Climate change the Asean way, by Zelda Soriano

Thailand floods climate change disasters
Extreme weather and natural disasters such as Thailand's floods are predicted to increase with climate change. Image: Greenpeace

From November 28 to December 10, the United Nations Climate Change Conference will bring representatives of the world’s governments, international organisations, and civil society together in Durban, South Africa. The conference will seek to advance the implementation of the UN Framework Convention on Climate Change (UNFCCC) and the Kyoto Protocol, as well as the Bali Action Plan agreed at UNFCCC Conference of Parties in 2007 and the 2010 Cancun Agreements.

The two most important and contentious aspects in Durban will be developed countries’ commitments to reduce greenhouse gas emissions under a legally binding agreement, and the mobilisation of resources to fund climate change programs and projects in developing countries.

The outcome of the Durban conference is important for us Southeast Asians because our region does not have sufficient capacity to cope with the increasing effects and severity of climate change.
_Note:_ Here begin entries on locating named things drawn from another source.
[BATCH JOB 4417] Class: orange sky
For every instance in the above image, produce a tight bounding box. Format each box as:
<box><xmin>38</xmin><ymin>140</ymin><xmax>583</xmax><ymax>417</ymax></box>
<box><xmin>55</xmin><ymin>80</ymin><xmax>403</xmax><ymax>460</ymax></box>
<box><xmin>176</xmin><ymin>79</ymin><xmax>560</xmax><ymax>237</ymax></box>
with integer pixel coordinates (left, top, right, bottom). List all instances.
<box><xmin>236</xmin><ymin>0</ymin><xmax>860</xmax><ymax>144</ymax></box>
The impacts also have far reaching social and economic consequences affecting health, agriculture, security, and economy, aside from inflicting further suffering on the region’s poor. The recent and ongoing floods in Thailand, Cambodia, Vietnam and Myanmar illustrate this very clearly. Said to be caused by an unusual monsoon season, the floods have killed hundreds and affected more than 10 million people in Thailand alone. Floods have also damaged rice supply and manufacturing, costing Asean economies billions of dollars.

A 2009 study by the Asian Development Bank (ADB), suggests that on average Southeast Asia “is likely to suffer more from climate change than the rest of the world, if no action is taken,” entailing huge economic costs. More recently, a Climate Change Vulnerability Index released by risk advisory firm Maplecroft has identified five Asean member countries – Indonesia, Myanmar, Vietnam, the Philippines and Cambodia – to be at extreme risk from climate change due to extreme weather.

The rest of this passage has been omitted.